I noticed it the first time I watched the finale, but I didn't say anything at the time. In the first place, I was watching alone, and there was nobody to comment to in the room. In the second place, I expected the internet would notice the error and would say something. And in the third place, I don't believe in commenting at televisions in the delusion that what I say will in any way influence the events being portrayed by actors on my screen.

But it's been a while and I've never heard it mentioned and now I have to say, has nobody else noticed that Oscar folded that paper crane wrong?

It's the most distracting thing in the world to me and I have not been able to get over it. My writing doesn't usually demand lengthy research, but for this post I have spent hours exploring possibilities and trying to come up with a reasonable explanation for two seconds of an old tv episode.

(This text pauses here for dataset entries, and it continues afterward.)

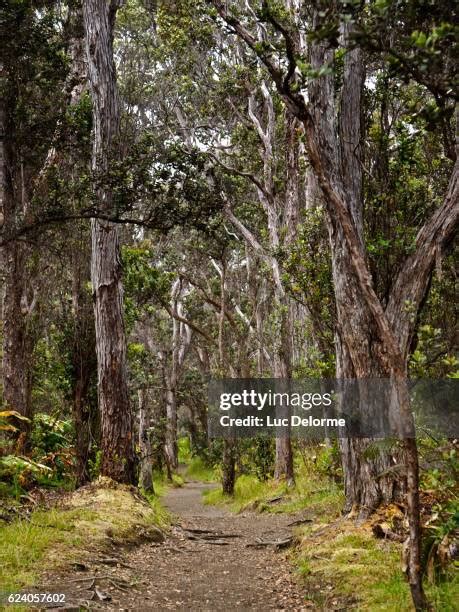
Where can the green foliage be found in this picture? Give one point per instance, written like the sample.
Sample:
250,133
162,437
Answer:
257,457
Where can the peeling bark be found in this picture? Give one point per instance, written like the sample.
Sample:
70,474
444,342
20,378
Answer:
117,443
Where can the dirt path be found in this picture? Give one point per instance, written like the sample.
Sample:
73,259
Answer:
189,571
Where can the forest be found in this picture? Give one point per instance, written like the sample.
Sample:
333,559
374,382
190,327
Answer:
198,193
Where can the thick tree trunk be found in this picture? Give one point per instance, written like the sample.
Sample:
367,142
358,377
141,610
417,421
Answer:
146,452
117,444
84,364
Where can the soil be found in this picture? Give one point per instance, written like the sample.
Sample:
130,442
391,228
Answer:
211,560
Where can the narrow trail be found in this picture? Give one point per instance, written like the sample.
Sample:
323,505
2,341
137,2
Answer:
207,563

Here is the fundamental problem: the fold Oscar makes in the one shot of him folding, before he holds up a perfectly completed paper crane, is the wrong base fold to get a paper crane. You literally cannot get a paper crane out of the fold he is making. And the fold the he does make would put a completely unnecessary crease in the paper.

For the first time on my blog, I have pictures! Because there's no way to explain this impossibility without them. These two photos are of what is called a waterbomb base, one of the two most common base folds in origami. I've been folding origami since I was five, so I recognize the base folds when I see them.

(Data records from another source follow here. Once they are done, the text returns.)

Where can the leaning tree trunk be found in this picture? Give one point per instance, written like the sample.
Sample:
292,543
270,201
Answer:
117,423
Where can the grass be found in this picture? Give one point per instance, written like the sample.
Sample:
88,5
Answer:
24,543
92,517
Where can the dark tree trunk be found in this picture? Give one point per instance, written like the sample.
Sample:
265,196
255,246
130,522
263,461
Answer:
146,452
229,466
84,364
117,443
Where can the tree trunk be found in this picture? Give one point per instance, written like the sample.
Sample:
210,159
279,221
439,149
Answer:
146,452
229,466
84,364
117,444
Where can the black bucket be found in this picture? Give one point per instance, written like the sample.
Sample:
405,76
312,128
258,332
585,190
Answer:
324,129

The other most common base fold is called a square base and looks like this.





Detailed differences between the two are not important right now, but do you see that they're visually different? Here is a screenshot from the episode showing Oscar "folding" origami.


Clearly the waterbomb, right? That's the problem. The paper crane he holds up in the next shot comes from the square base, not the waterbomb. There is no way to get a crane out of the waterbomb unless you unfold it, start with a square, and proceed like a normal person to fold the crane the right way.

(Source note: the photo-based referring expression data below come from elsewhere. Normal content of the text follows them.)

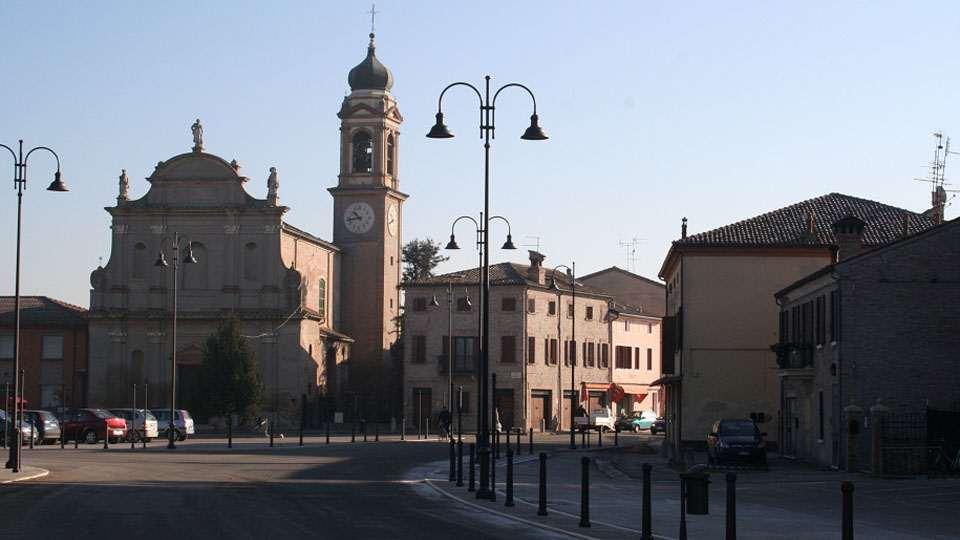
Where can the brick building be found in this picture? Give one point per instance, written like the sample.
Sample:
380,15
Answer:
532,352
876,328
53,350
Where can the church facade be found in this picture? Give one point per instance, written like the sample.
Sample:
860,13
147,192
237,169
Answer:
319,315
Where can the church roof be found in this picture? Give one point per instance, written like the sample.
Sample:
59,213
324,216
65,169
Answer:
370,74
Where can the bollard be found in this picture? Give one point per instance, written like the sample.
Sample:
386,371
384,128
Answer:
453,465
509,501
731,506
846,526
584,491
645,533
459,463
472,482
542,504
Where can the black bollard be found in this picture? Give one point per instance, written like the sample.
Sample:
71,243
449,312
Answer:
731,506
645,525
459,463
584,491
509,501
542,506
472,482
453,463
847,525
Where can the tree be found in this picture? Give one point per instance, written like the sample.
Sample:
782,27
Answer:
420,257
229,375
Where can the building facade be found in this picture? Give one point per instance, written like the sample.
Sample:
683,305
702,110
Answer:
53,351
720,320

In the short shot, Oscar proceeds to firmly crease the fold he's just made. Out of curiosity, and in an attempt to see if it were possible, I started a crane using the base Oscar has. Not being an applied physicist, I was not certain how the crane would be affected by the fold that Oscar makes. To be as methodical as possible, I also only folded the fold Oscar did in the show and then unfolded and started from the beginning.

I folded it four times with that crease and ended up with a completely erroneous crease in one of these four places: the base of the neck/tail, or the base of either wing. Oscar's crane doesn't suffer from unnecessary creases. I went through several more attempts to make sense out of the folding as seen on tv, but all I did was further vindicate my original position.



Oscar's line at this point is "But, seriously, you made a nine-year documentary and you couldn't once show me doing my origami."

IT'S CAUSE YOU CAN'T FOLD ORIGAMI, OSCAR!!!

Deep breath. Exhale. I'm fine.

The puzzling thing to me is that someone clearly made a paper crane. Oscar's holding one in the shot. And Oscar's folding a waterbomb base in the previous shot. So clearly someone somewhere on that set knows at least a little about folding paper! So why the incongruity? 

I can think of only two reasonable explanations. 1) They were originally going to have him fold something besides a crane. Something that, naturally, gets folded from the waterbomb base. But then someone decided it'd be better to hold up a crane than a frog and the animal was changed without the base fold shot being redone. Or 2) The one guy who knew how to fold the crane was a mildly disgruntled employee and deliberately misguided the folding in order to get his own back at the producers.

To be honest, I'm leaning more towards option 2. Thanks, dude. You kept me awake at least sixteen different nights over the last year and a half puzzling about your stupid folding. I hope you're happy. 

1 comment:

  1. Also, who folds in the air like that anyway? It makes it much harder to get nice creases!